How the Dollar Affects Interest Rates and Home Loans

The dollar has fallen to an all time low, around the world. The dollar has struggled against the Euro for some time now, but is now at a record low against this currency. In addition, the economic troubles the US is facing have dropped the value of the dollar against many currencies which it is traditionally stronger than. What does the falling value of the American dollar mean to those looking for loans and mortgages?

For one thing, the falling value of the dollar will drive up interest rates on many loans. This has already been seen on many home mortgages for consumers with less than stellar credit. Their loan payments have ballooned upwards as the housing market has fallen to almost rock bottom. Even the economic incentive plan President Bush is proposing this summer may be too little, too late. The economic damage has been done; now consumers must simply wait and see if a recession is in offing.

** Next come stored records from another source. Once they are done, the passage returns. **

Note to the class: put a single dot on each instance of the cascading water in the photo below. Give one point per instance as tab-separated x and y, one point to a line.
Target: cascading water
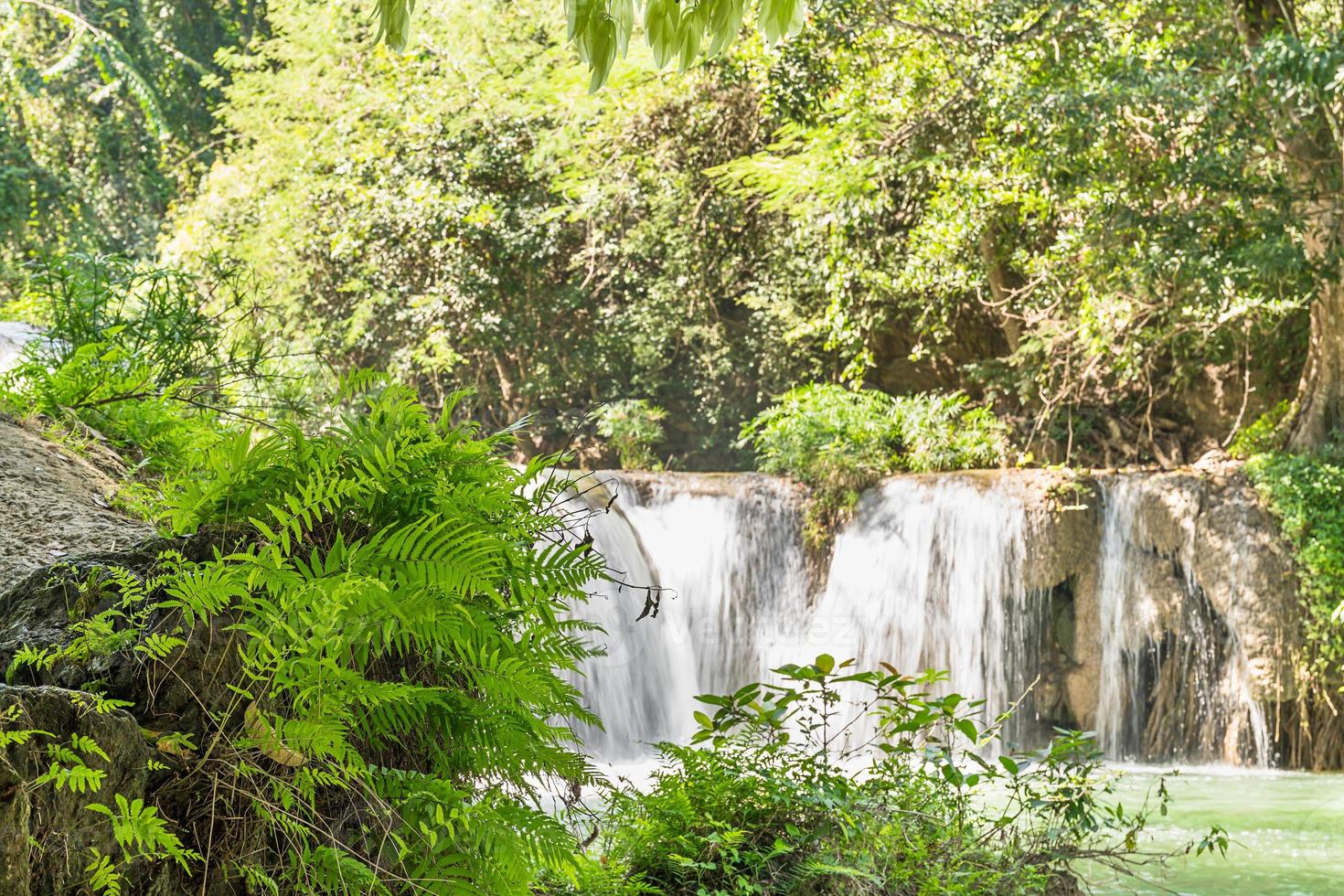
737	595
929	574
925	578
1174	676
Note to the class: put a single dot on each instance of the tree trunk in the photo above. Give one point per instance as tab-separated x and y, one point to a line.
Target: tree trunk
1313	149
1320	394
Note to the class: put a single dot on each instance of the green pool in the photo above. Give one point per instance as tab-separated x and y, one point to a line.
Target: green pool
1287	832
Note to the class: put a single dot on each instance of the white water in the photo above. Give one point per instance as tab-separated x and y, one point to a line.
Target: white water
925	578
1221	716
926	575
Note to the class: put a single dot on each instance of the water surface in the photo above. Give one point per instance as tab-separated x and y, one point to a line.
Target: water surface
1286	830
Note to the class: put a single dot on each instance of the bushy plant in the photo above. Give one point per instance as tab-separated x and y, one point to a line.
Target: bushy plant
840	441
155	360
1307	493
1265	434
391	597
780	793
634	427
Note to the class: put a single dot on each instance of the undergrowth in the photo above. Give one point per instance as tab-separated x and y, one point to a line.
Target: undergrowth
840	441
835	781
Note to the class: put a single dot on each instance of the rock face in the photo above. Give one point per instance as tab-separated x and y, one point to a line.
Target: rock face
56	507
57	527
58	819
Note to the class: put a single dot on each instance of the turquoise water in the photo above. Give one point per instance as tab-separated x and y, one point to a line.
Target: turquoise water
1286	830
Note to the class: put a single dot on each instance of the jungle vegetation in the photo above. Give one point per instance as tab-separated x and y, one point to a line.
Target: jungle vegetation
935	232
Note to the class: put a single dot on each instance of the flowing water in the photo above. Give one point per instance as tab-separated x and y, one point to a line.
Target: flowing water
928	574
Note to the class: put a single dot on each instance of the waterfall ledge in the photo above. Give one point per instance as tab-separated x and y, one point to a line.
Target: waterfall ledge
1155	607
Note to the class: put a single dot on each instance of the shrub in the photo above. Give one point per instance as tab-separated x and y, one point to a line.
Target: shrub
155	360
1265	434
1306	492
766	799
390	595
634	427
840	441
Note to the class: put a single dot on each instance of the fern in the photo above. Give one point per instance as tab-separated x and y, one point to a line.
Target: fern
142	833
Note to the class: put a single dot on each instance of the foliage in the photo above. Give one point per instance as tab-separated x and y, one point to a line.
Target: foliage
397	602
1307	495
549	251
105	113
771	802
155	360
601	28
397	597
1263	435
634	427
840	441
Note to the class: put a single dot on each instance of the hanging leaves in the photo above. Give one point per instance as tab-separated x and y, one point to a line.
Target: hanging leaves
680	30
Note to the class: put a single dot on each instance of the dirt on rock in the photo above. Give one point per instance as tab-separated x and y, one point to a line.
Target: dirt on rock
54	506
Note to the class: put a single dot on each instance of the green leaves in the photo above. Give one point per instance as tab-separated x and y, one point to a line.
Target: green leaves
601	30
394	23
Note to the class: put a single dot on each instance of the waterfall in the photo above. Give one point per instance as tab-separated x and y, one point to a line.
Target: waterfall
728	551
925	577
1174	676
945	572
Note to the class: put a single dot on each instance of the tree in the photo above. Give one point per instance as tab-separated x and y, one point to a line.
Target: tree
1295	57
601	28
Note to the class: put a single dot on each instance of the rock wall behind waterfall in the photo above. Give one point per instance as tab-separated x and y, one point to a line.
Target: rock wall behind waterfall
1157	609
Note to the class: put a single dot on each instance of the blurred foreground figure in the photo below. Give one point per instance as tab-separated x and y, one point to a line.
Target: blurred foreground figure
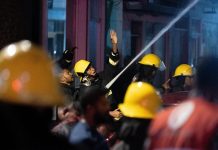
194	123
94	109
28	91
140	105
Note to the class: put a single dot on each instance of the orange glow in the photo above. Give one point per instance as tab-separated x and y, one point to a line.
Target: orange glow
16	85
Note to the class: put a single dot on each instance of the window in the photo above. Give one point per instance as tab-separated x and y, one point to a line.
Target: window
56	27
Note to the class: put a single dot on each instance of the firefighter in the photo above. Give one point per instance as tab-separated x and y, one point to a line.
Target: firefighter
28	92
178	87
67	57
88	76
194	123
148	67
181	80
140	105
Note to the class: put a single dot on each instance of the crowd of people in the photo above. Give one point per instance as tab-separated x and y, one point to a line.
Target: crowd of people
41	108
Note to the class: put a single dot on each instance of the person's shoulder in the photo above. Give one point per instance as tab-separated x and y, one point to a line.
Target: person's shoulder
80	133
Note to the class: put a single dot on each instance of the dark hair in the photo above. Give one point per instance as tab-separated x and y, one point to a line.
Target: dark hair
206	81
177	83
90	96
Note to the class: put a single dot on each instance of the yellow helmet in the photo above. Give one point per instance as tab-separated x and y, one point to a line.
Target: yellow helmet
183	70
26	76
151	60
141	101
81	66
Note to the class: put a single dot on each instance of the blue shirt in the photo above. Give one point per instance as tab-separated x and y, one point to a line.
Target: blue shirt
84	137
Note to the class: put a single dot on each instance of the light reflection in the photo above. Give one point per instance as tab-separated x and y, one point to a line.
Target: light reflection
25	45
11	50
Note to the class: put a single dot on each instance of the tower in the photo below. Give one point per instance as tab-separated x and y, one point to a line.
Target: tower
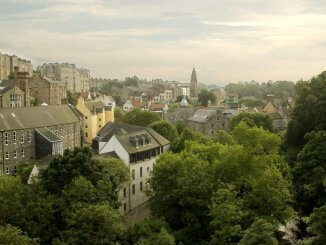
193	84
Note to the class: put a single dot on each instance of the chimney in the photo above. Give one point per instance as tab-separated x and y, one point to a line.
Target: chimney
270	97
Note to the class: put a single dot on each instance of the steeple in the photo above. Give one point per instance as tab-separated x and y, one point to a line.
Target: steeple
193	84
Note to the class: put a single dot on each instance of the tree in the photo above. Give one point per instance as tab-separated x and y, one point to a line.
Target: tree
93	224
310	172
253	120
151	231
10	235
308	114
165	129
259	233
317	225
140	118
212	189
204	96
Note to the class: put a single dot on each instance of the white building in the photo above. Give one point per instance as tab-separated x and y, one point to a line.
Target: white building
138	148
127	106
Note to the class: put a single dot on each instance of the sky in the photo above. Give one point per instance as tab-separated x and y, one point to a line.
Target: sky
225	40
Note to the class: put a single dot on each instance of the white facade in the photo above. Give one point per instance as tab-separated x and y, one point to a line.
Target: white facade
127	106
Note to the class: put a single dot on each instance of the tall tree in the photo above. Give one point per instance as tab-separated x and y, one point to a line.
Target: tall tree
310	172
309	113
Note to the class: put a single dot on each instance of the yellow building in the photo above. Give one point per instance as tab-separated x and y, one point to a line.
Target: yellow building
96	115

The market for loans is as weak as the value of the dollar, as a result. Unless you are a consumer with perfect credit or substantial cash reserves for a down payment, many lenders will not extend a line of credit. The impact of this has led to the federal government instituting new regulations on lenders, particularly those in the housing market.

These new regulations force lenders to base their decision on the actual income of the loan applicant, rather than their credit rating. In a sense, this is actually a good thing for both sides. Another benefit, though indirect and much maligned, is the fact that the looming economic crisis in America may force consumers to rethink their spending habits. Many American consumers treat credit as though it were hard currency, banking on future earnings, rather than saving anything for themselves.

The falling value of the dollar is further exacerbating the housing market crunch, by driving housing prices back up, despite a weak market. This means that there is a very small window in which consumers can invest in property below market value, before those values are increased by inflation.